Family 5 years ago My Egg Freezing Experience
I thought very long and hard about whether or not to share our IVF story.
Honestly, I am terrified of offending women out there who are struggling to have a baby. It truly breaks my heart that every woman cannot be given this gift. But while my story may be different, I still wanted to share it. It’s my job to share. It’s also my duty as a woman to open up, be vulnerable and hopefully share to help others and lift up other women.
A few months ago I wrote about “My Scary Postpartum” diagnosis. What I didn’t share with you is what happened shortly after my discovery – I immediately began the IVF process.
To be honest, I’ve always been interested in egg freezing. I’ve written about being afraid to have kids many years ago and as my biological clock was ticking {loud}, our conversations surrounding IVF became more and more frequent. As my 35th birthday neared, and my first egg retrieval was marked on the calendar, we finally made the choice to pull the goalie and see what happened. Then we were blessed with June.

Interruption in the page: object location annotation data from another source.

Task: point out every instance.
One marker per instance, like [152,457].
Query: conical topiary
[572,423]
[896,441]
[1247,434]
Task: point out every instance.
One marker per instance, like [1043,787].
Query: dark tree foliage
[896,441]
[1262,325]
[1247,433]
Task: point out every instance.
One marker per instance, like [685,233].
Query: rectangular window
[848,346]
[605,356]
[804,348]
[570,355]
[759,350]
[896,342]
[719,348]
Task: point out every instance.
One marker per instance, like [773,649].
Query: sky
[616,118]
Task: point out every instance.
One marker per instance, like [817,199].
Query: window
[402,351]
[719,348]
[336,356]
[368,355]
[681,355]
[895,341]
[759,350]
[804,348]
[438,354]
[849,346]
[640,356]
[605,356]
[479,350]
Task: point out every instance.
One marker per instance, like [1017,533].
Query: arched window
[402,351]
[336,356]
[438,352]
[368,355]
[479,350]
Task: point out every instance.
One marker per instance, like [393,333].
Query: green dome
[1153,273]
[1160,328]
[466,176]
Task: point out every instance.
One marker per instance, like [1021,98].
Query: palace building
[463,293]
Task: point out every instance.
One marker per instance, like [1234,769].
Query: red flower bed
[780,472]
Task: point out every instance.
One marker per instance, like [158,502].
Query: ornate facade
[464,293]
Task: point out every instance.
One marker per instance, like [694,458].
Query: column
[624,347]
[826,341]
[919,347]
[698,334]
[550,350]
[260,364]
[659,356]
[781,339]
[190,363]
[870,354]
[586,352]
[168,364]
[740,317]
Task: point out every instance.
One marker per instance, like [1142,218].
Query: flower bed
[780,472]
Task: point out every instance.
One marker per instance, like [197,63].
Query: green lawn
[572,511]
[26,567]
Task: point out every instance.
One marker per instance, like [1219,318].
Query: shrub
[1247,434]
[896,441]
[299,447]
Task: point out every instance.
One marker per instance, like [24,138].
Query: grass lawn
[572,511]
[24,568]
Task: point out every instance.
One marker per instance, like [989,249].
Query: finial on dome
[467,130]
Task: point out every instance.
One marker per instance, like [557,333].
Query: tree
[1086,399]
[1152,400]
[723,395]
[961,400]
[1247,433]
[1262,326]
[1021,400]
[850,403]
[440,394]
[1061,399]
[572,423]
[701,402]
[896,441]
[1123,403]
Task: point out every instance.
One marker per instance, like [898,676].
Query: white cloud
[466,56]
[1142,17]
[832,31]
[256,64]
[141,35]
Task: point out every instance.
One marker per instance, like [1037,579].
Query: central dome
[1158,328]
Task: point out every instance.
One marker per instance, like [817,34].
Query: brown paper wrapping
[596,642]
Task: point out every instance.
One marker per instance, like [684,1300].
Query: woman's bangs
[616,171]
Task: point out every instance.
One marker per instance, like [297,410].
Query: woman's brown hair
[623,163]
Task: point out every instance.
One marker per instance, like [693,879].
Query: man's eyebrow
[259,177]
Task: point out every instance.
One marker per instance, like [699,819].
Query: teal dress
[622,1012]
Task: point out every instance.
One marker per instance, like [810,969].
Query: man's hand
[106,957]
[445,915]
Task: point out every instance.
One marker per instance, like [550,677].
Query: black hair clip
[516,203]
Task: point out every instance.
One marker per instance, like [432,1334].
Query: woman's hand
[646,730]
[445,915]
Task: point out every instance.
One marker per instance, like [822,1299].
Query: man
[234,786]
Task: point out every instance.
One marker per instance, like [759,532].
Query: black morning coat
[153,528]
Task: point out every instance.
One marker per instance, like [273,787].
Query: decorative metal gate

Just before June turned one, we picked back up on conversations about what the future holds for baby number two. After learning about my adenomyosis condition, placenta accreta and the fact that I just turned 37, I honestly do not know what the future holds for us. We wanted to give ourselves options when it came to potentially having another baby in the future so we decided it was time to finally pull the trigger on IVF.
Every woman’s experience is wildly different. I’ve spoken with dozens of women, some who struggled greatly with IVF and others who found it to be less invasive. I think what made our process feel a little “easier” in comparison to most was that I was faced with horrific postpartum aches, pains and mental strains. I rarely share it, but while the first year of June’s life brought me some of the happiest times in my life, I was also delivered with so many hardships when it came to my body. Going through IVF, for me, also allowed by body to weirdly feel balanced hormonally because of my hormone imbalance. For the first time in a very long time I actually felt like my mood was stable. While I was aching and cramping and the shots hurt, it felt easier in comparison to the war that my body had been through postpartum.
It’s hard not to compare. I admit that I’ve looked at other women’s pregnancy and postpartum experiences and wondered “How was it so easy for her?” when it was so hard for me. It made me feel weak, lesser than and sad. I truly hope and pray that for whoever is reading this {yes you} and feeling like my IVF journey was an “easy” one that you aren’t playing that game. Every person’s journey is so wildly different. And while my IVF shots and procedure may have been paved an easy road, my family planning is not.
Will I ever carry another baby?
I don’t have that answer. I don’t know that I will physically be able to. I don’t know if I would want to risk my life for a chance at delivering another baby and put June in risk of losing her mother. These are questions we ask ourselves.
After my egg retrieval I was able to connect with my former OBGYN {who I love} who put me on a birth control that is specific for people with adenomyosis. I’ve since been feeling like my “old self again” and truly feel the world of a difference better.
Whatever your experience is and wherever you are in your journey, I want to send you all of my light and virtual love. This process isn’t easy for anyone, but it is definitely harder for some. I truly hope this video will help just one person, if anyone.